After the sad event just mentioned, Quacko’s friends made various attempts to appropriate me; indeed, Mrs King and Toby Kiddle had, in order to console them for their loss, to give me up to them occasionally.
“Here, Toby, let’s have the little chap and learn him to ride,” said Tom Trimmers, one of the topmen. “Why, Nanny will be forgetting how to carry a human being as she has been accustomed to do, and you will soon see what a capital horseman he will make, won’t you, Ben?”
“Ay, ay,” I answered, for though I could not say much I could say that, and so Nanny was brought forth, and I was placed on her back, Toby, however, remarking, that though some day I should have more sense than the defunct Quacko ever had, yet at present, as I had no experience in riding, he must decline allowing me to mount unless he held me up. “It will be time when the little chap has had some practice to let him go along by himself,” he observed, looking round at our shipmates. “Now, you don’t know what would become of him, for Nanny is more than likely to trot off on the quarter-deck and make herself disagreeable there, and maybe pitch Master Benjy down the main hatchway. No, no, I will stand by and hold him on till he is a bit older.”
This resolution was certainly very prudent; but I very soon began to complain of it, and to assert, by signs rather than by words, that I was well able to take care of myself, and steer the goat as Quacko had done.
“And where is Quacko, Master Ben?” asked Toby, who understood me better than anyone else. “He thought he could take care of himself, but he could not do so, you see, nor can any of us, and that’s my opinion. If there was not one better able to take care of us than we are of ourselves, we poor sea-going chaps would be in a bad way.”
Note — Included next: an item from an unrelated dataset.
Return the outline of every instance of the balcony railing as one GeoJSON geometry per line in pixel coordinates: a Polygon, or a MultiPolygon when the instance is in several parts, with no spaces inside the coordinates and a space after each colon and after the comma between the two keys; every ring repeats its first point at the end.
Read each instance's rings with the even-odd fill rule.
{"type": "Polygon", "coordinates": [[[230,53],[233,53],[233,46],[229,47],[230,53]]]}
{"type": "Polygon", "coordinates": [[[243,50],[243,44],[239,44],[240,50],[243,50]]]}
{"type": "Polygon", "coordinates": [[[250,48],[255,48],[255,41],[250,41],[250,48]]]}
In spite, however, of Toby Kiddle, my other friends managed occasionally to let me have my own way; and with great pride they looked on while I, with the end of a mop stick in my hand, went galloping about the deck, belabouring the goat’s hinder quarters, very much after the fashion of an Irishman riding a donkey at a race. The Sergeant of Marines, Julian Killock was his name, on seeing the use I made of my weapon, took it into his head to teach me the broadsword exercise, which I very soon learnt. The Jollies now began to contemplate appropriating me to themselves, and thus, as it may be supposed, made the Blue-jackets somewhat jealous.